The SEC is exploring “why the market moves so much on the press release but doesn’t move much at all on the Q,” said Miskinis. So far, roughly 70 individuals or entities have weighed in on the request, he said.

“Investor groups are saying we absolutely need quarterly reporting,” said Miskinis. “On the company side, there’s a little more diversity, especially among smaller companies that are looking for relief.”

Greg Wright, vice president and technical controller at Comcast Corp., said he respects the SEC’s consideration of the issues, but he doesn’t expect his reporting structure to change. Comcast is a large accelerated filer, and the reporting process is a significant undertaking, he said.

“From our perspective, investors certainly aren’t going to want less information or less frequent information,” Wright said. “I have a full-on expectation that we’ll continue to report on a quarterly basis. None of that is going to change.”

If relief is in the offing for larger companies, it’s more likely to come through a separate SEC initiative around disclosure simplification, said Wright. Especially where disclosure requirements compel companies to provide information that’s not as important to investors. “That’s a great dialogue that should be had,” he said.

Comcast has applied a concept of materiality to its disclosure determinations, said Wright, even ahead of any SEC rulemaking to definitively alter requirements. After Comcast’s recent acquisition of British broadcaster Sky, it created a consolidated “quarter trillion dollar balance sheet,” he said. “From a materiality standpoint, there aren’t many things that get material to us.”

That makes it feasible to reconsider, for example, pension disclosures. The company has “a handful” of pensions, and most of them are frozen, said Wright. As such, when viewing disclosures through a lens of materiality, the company felt it appropriate to scale back some of the actuarial details, he said.

To the extent the SEC can support such determinations, and give auditors comfort in supporting them as well, that will reduce the load of disclosure requirements, said Wright. “It’s a big balancing act to make sure the disclosures and documents are concise and pointed to the things that matter,” he said.

More recently, the SEC also proposed revising the tests for determining the significance of a business acquisition, which affects the scope of information and depth of detail that must be disclosed to investors. The SEC’s proposed changes will have the effect of reducing the frequency of “anomalous answers” that emerge with current significance testing, said Miskinis. Those are instances where test results would suggest an acquisition was significant when common sense would suggest otherwise, he said.

While the rulemaking process on significance testing continues, companies in the meantime have been encouraged to ask the SEC for waivers of the reporting requirements under Rule 3-13 of Regulation S-X, said Miskinis. The SEC “has been very receptive” to such requests, he said, being open to a dialogue on how to assure reporting is not overly burdensome. It usually involves a fair amount of back-and-forth written correspondence “to get to the answer that makes sense,” Miskinis said, but the SEC has provided a number of waivers under the process.

In the proxy area, the SEC has been active primarily in three sectors—proxy solicitation and voting, the shareholder proposal process, and the role of proxy advisory firms, said Consuelo Hitchcock, principal at Deloitte in audit regulatory affairs.
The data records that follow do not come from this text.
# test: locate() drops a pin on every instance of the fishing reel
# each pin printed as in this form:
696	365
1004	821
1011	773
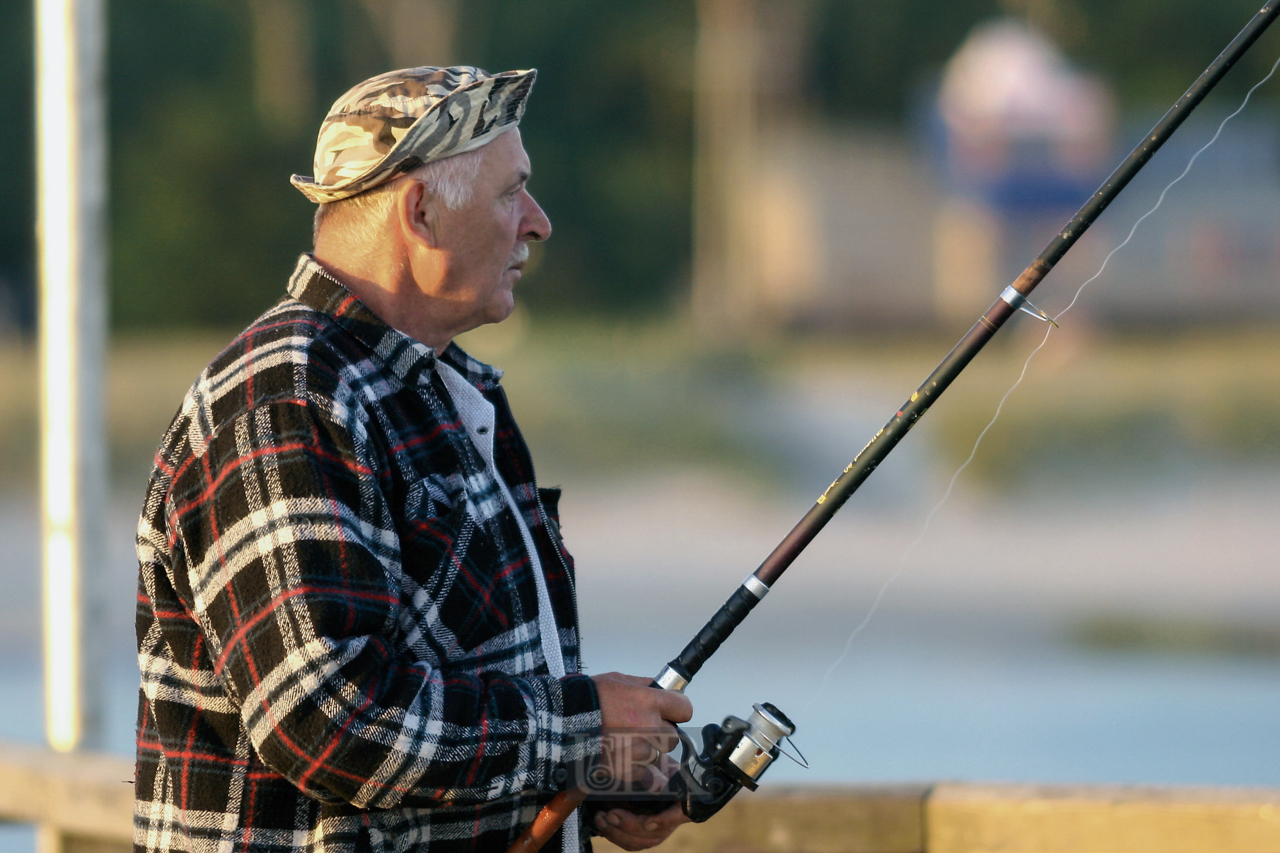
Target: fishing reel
734	756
With respect to solicitation and voting, “there’s a fairly broad consensus there’s a better way to make this process easier,” said Hitchcock. The use of blockchain, or distributed ledger technology, has been raised as a possible solution, but that’s a longer-term possibility, she said. The SEC has said it is especially concerned about the lower rate of retail investor participation in proxy voting and whether that skews outcomes.

The SEC is also concerned about whether proxy advisory firms have too much influence over the proxy process, and perhaps whether there’s even a conflict of interest that needs to be explored and addressed, said Hitchcock.